Red, Gas Rich Low Surface Brightness Galaxies And Enigmatic Deviations from the Tully-Fisher Relation

Abstract
[Abridged] Using the refurbished 305m Arecibo Gregorian Telescope, we detected 43 low surface brightness (LSB) galaxies from the catalog of O'Neil, Bothun, & Cornell (1997a). The detected galaxies range from 22.0 mag/arcsec^2 < mu_B(0) < 25.0 mag/arcsec^2, with colors ranging from the blue through the first detection of a very red LSB galaxies (B-V = -0.7 to 1.7). The M_HI/L_B of these galaxies ranges from 0.1 Msol/Lsol -- 50 Msol/Lsol, showing this sample to range from very gas poor to possibly the most gas rich galaxies ever detected. One of the more intriguing results of this survey is that the galaxies with the highest M_HI/L_B correspond to some of the reddest (optically) galaxies in the survey, raising the question of why star formation has not continued in these galaxies.

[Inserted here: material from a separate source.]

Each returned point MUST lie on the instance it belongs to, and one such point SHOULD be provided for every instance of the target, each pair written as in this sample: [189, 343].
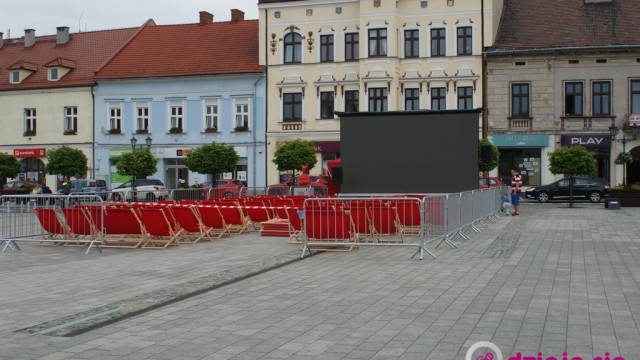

Since the average H I column density in these systems is above the threshold for massive star formation, the lack of such may indicate that these galaxies form some kind of ``optical core'' which trace a much more extended distribution of neutral hydrogen. A subset of the detected LSB galaxies have rotational velocities > 200 km s^{-1} and yet are at least an order of magnitude below L* in total luminosity. As such, they represent extreme departure from the standard Tully-Fisher relation. In fact, our sample does not appear to have any significant correlation between the velocity widths and absolute magnitudes, with only 40% of the galaxies falling within the 1 sigma low surface brightness galaxy Tully-Fisher relation.